There is some promise on the issue. Rep. Phillip Ensler, D-Montgomery, is campaigning for his bill to make possession of “Glock switches,” which rapidly increase the rate of fire from a gun, a state crime. That could have momentum after drawing bipartisan support in the House last spring and following the horrific mass shooting in Five Points in Birmingham in September.

Legislators should consider bills mandating safe storage of firearms. A bill that Rep. Barbara Drummond, D-Mobile, filed last year would have done so in homes with children. Seems like a basic step, but the legislation never came to a floor vote.

The CHOOSE Act: So lawmakers don’t like how much an income tax exemption for overtime pay costs? Boy, do I have another potentially budget-busting law for them.

The CHOOSE Act, passed this spring, allows families to claim up to $7,000 for children each year to pay for “noneducation expenses.” This covers a lot of subjects, but it will almost certainly be employed for private school tuition. And it requires the Legislature to appropriate $100 million for the law this year, taking more money out of public schools that really can’t afford the hit.

But it gets worse. After 2027, the program is open to every Alabama household, regardless of income level. Which means that in a few years your tax dollars could help a struggling family in Mountain Brook (median income: $191,128 a year) pay tuition at the Altamont School (high school tuition: $29,140 a year).

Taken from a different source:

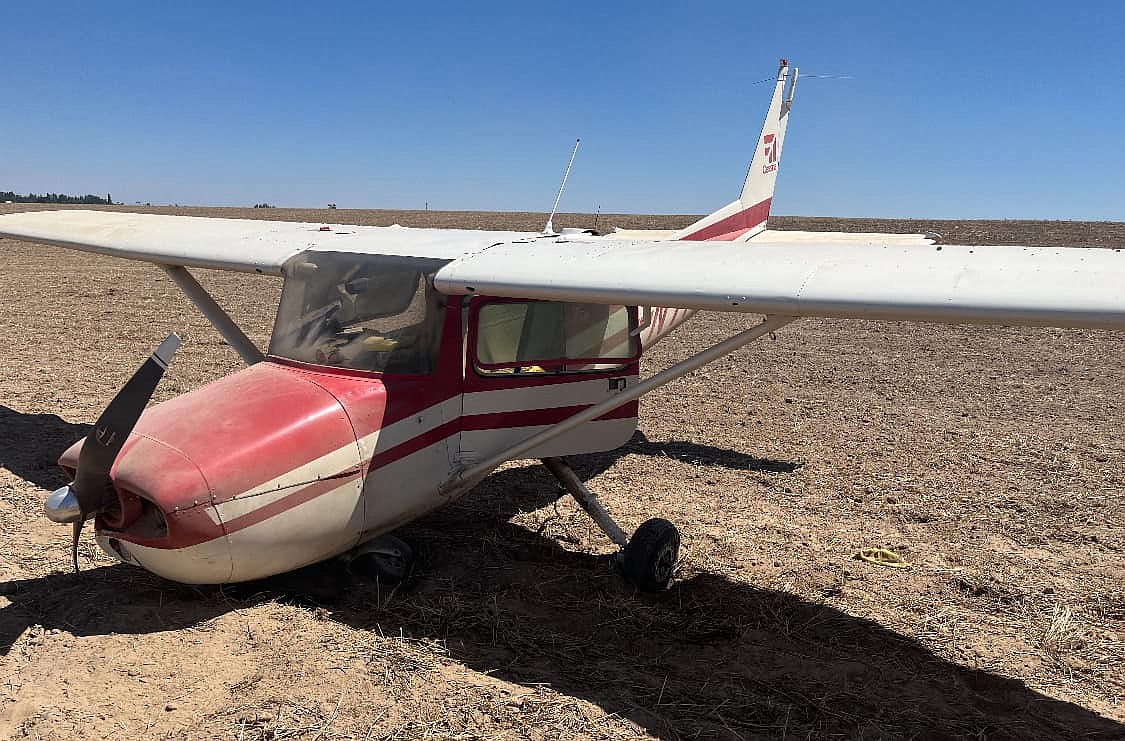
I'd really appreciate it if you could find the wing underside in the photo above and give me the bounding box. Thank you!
[435,240,1125,329]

Oh, and it’s also “the intent of the Legislature” to raise that $100 million allocation based on demand. This could blow holes in the Education Trust Fund budget. For one thing, studies have found that private schools sometimes raise tuition after a voucher program is created. And the cost of the programs spiral quickly. A voucher program in Arizona is a major contributor to school budget woes there.

Legislators need to revisit the CHOOSE Act and put some restraints on it before it becomes a headache. Because it could become an anchor on state finances with ferocious speed.

Medical marijuana: Yes, Alabama has a medical marijuana law. No, Alabama does not have medical marijuana.

The 2021 law that allowed medical cannabis tried to limit licenses and impose strict requirements on companies that participated. The politics were inescapable: the Alabama House, with a sizeable contingent of retired police officers, would almost certainly not have passed the measure without those restraints.

But that has created a predictable minefield of lawsuits from companies denied licenses and questions about the Alabama Medical Cannabis Commission’s handling of the evaluation process. A restraining order against licenses was amended in October but doesn’t get us closer to cannabis for the people who need it.

It’s very hard to see how we get medical marijuana on any reasonable timeframe without the Legislature revisiting the law. The litigation isn’t going away. Lawmakers will have to make hard choices about license limits and the commission’s powers. It’s a hard lift. But if legislators are serious about giving people legal access to cannabis, they have to act now.

DEI: Pass a law allowing the state’s schools to build communities reflective of the state and allowing teachers to share the true history of the state, without any vague and mealy language intended to scare people from basic principles of truth and respect.

I’m not holding my breath that we’ll see any of these things take place next year.

But really, all I want for the holidays is a Legislature that addresses real problems and tries to come up with real solutions. That shouldn’t require a Christmas miracle.